Who Inspires You? by Helene Joseph-Weil


I had the pleasure of featuring Helene Joseph-Weil, my beloved undergraduate voice teacher, in a previous article about who inspired her as a teacher and singer. Read her story below....


Helene Joseph-Weil

Who inspired me throughout my career as performing singer and teacher? The answer continues to be: The great teachers and musical artists I studied and worked with, starting from my earliest childhood voice studies at age 6, through the most advanced technical studies, master classes and performances in my more mature years. I am forever grateful to the people listed below for all they gave me at the various stages of my singing studies, professional career, teaching, and life. Their abundant knowledge, artistry, energy, time, years of experience, encouragement and support are with me still as I continue to teach and perform.

A chronological listing includes my voice studies with Barry Vaughan (Chester, PA), Evelyn Hinkin Martz (Philadelphia Musical Academy,) Louise Toth and Ellen Repp (Oberlin Conservatory), Lislotte Egger-Poetschke (Hochschule Akademie Mozarteum,) Thelma Votipka (under the sponsorship of the Metropolitan Opera Studio,) Phyllis Curtin (private studies in New York), and continued private voice in the San Francisco Bay Area with Dietrich Erbelding, Marie Gibson, Donald Stenburg, and Louise Toth.

In addition working in extended master classes with Elly Ameling, KS Walter Berry, Rudolph Jansen, Hans Hotter, Ernst Haefliger, Erik Werba, Jörge Demus, coupled with my professional performing experiences with Aaron Copland, Erich Leinsdorf, Julius Rudel, Josef Wallnig, Leonard Bernstein, Andor Toth, George Schick, and Carl Bamberger, to name a few, and listening to vocal idols such as Curtin, Ameling, Schwarzkopf, Steber, Tebaldi, Callas, Ludwig, de los Angeles, Fischer-Dieskau, Bjoerling, and Gedda.

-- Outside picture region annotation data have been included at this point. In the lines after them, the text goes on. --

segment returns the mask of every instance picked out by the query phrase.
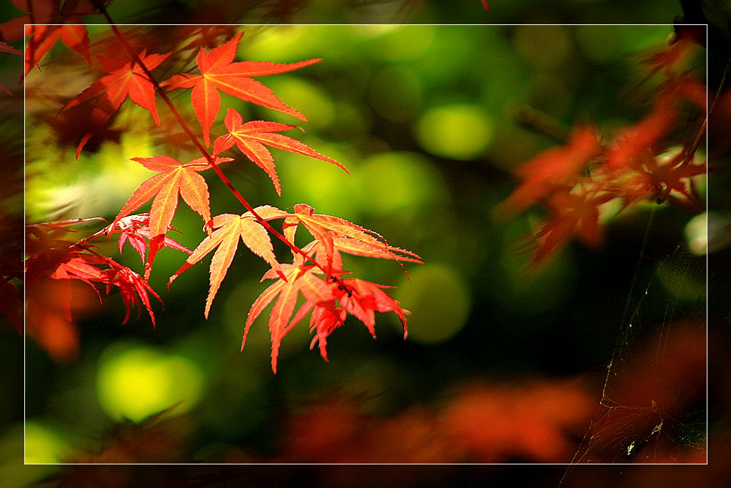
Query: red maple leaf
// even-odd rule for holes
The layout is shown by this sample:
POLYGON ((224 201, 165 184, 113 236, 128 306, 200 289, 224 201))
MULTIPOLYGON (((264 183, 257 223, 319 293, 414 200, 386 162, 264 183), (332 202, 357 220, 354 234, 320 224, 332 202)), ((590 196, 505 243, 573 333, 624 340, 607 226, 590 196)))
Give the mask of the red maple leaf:
POLYGON ((168 91, 192 89, 191 100, 193 109, 202 127, 203 140, 206 146, 210 143, 211 127, 221 106, 219 90, 242 100, 306 120, 300 112, 285 104, 271 90, 252 78, 285 73, 321 60, 308 59, 297 63, 257 61, 234 62, 241 35, 241 33, 236 34, 230 41, 211 50, 210 53, 206 53, 201 48, 197 59, 200 75, 174 75, 160 83, 162 86, 167 86, 168 91))
POLYGON ((599 154, 601 149, 593 127, 577 127, 565 146, 547 149, 515 170, 523 181, 498 206, 496 213, 507 216, 520 214, 557 188, 572 186, 580 171, 599 154))
MULTIPOLYGON (((219 162, 230 160, 231 158, 227 157, 219 158, 219 162)), ((170 223, 178 208, 178 195, 183 197, 191 209, 203 217, 204 222, 211 220, 208 186, 203 177, 198 174, 209 169, 211 165, 203 157, 186 164, 170 156, 134 157, 132 161, 137 161, 148 170, 160 173, 143 181, 119 211, 110 228, 113 229, 122 217, 129 215, 153 199, 148 230, 150 252, 145 264, 145 278, 148 279, 155 255, 165 245, 165 235, 171 228, 170 223)))
POLYGON ((67 0, 61 5, 60 0, 12 1, 28 13, 0 24, 0 37, 8 41, 30 37, 26 49, 25 74, 38 66, 59 40, 91 64, 88 35, 80 17, 96 12, 91 2, 67 0))
POLYGON ((265 146, 322 159, 336 165, 348 173, 345 167, 335 159, 323 156, 296 139, 277 133, 279 131, 294 129, 296 126, 279 122, 266 122, 262 120, 244 123, 241 115, 232 108, 228 109, 226 113, 224 124, 229 134, 221 135, 213 143, 213 154, 219 154, 230 149, 235 143, 236 147, 246 157, 269 175, 269 178, 274 184, 277 195, 281 195, 281 186, 279 184, 279 178, 274 166, 274 159, 265 146))
MULTIPOLYGON (((143 50, 139 58, 147 69, 152 71, 170 54, 171 53, 148 55, 143 50)), ((61 109, 61 111, 67 110, 85 102, 95 100, 88 115, 89 124, 94 129, 88 131, 81 139, 76 149, 77 157, 86 142, 94 135, 95 130, 109 121, 128 97, 143 108, 149 110, 156 124, 159 125, 160 123, 155 104, 155 86, 140 65, 129 58, 99 56, 97 59, 105 70, 110 74, 95 81, 61 109)))
MULTIPOLYGON (((246 342, 249 329, 254 323, 254 320, 267 305, 276 299, 269 315, 269 331, 272 340, 272 370, 275 373, 276 373, 277 356, 279 354, 279 345, 281 344, 282 337, 297 324, 295 320, 290 323, 289 320, 295 312, 298 294, 301 293, 305 297, 306 301, 302 306, 305 309, 317 304, 333 301, 335 298, 330 285, 322 278, 317 277, 313 272, 313 270, 316 269, 314 266, 282 264, 280 265, 279 269, 284 276, 265 290, 251 305, 249 316, 246 318, 243 340, 241 342, 243 350, 246 342)), ((269 277, 274 276, 271 276, 271 273, 267 273, 262 279, 269 277)), ((304 315, 306 315, 306 312, 304 315)), ((300 314, 298 313, 298 316, 300 316, 300 314)))
MULTIPOLYGON (((269 206, 257 207, 254 210, 257 211, 257 214, 265 219, 280 218, 289 215, 287 212, 269 206)), ((170 277, 168 282, 168 286, 170 286, 170 283, 181 273, 216 249, 216 252, 213 253, 213 258, 211 261, 211 288, 205 301, 205 315, 206 318, 208 318, 211 305, 221 286, 221 282, 226 277, 226 272, 233 261, 240 238, 252 252, 262 258, 272 269, 279 269, 279 263, 276 260, 276 256, 274 255, 269 234, 251 212, 246 212, 242 215, 232 214, 216 215, 211 220, 211 227, 217 230, 203 239, 193 251, 193 253, 186 260, 185 264, 170 277)))
MULTIPOLYGON (((115 224, 117 228, 114 228, 113 225, 106 228, 105 231, 107 235, 119 234, 119 252, 121 253, 122 247, 126 242, 129 243, 132 249, 140 255, 140 259, 145 262, 145 255, 150 247, 150 214, 136 214, 129 215, 116 221, 115 224)), ((173 226, 170 226, 168 230, 175 230, 173 226)), ((181 245, 174 239, 165 236, 162 245, 164 247, 178 249, 191 254, 191 251, 187 247, 181 245)))
POLYGON ((599 228, 599 206, 614 198, 591 191, 556 192, 548 200, 553 214, 536 233, 538 247, 532 265, 545 261, 563 247, 573 236, 589 246, 596 246, 602 238, 599 228))
MULTIPOLYGON (((306 203, 298 203, 295 206, 295 213, 285 220, 284 225, 289 228, 287 232, 292 236, 298 223, 301 222, 305 226, 312 236, 322 244, 326 257, 325 266, 327 269, 333 266, 336 253, 334 239, 336 238, 347 238, 363 243, 371 249, 373 248, 380 249, 387 255, 391 250, 397 249, 391 248, 383 236, 376 232, 340 217, 315 214, 314 211, 314 209, 306 203)), ((289 239, 289 236, 287 237, 289 239)))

All unconsciously imparted much more than vocal techniques and musical artistic/stylistic concepts. Through them I became connected to a long, historical tradition in voice teaching and performing, one that is passed from generation to generation.

However, in over 50 years of teaching and performing, it has been my students who continue to inspire me to be a knowledgeable and compassionate teacher; who have taught me the most about singing and revealed to me the strengths and weaknesses of the human voice in a human body.


For we are all a composite of our familial, ethnic, and cultural roots and backgrounds; our personal and professional relationships; our academic and music studies; and our listening, performing, and lifetime experiences. These are what we bring to the studio as teacher and to the stage as performing artist. Ultimately, all lead us to one realization: singing is a journey of self-discovery.

Teaching voice is primarily and ultimately about helping the singer negotiate this self-discovery process. The student must be open to allow the teacher to move- figuratively- inside the body and mind; to probe, poke, re-align, re-arrange, flex, relax, strengthen, unhinge, open, and close areas that normally operate at an involuntary or unconscious level.

And it is the teacher’s sacred duty to understand that each student is unique, and that not just one method works for all voices and personalities. The ultimate goal is for the student to become an independent, successful singer in whatever style of music, and at whatever level, best befits that voice at that particular stage of his or her physical and emotional development. It is an awesome task, but immensely inspiring and fulfilling for a lifetime’s work.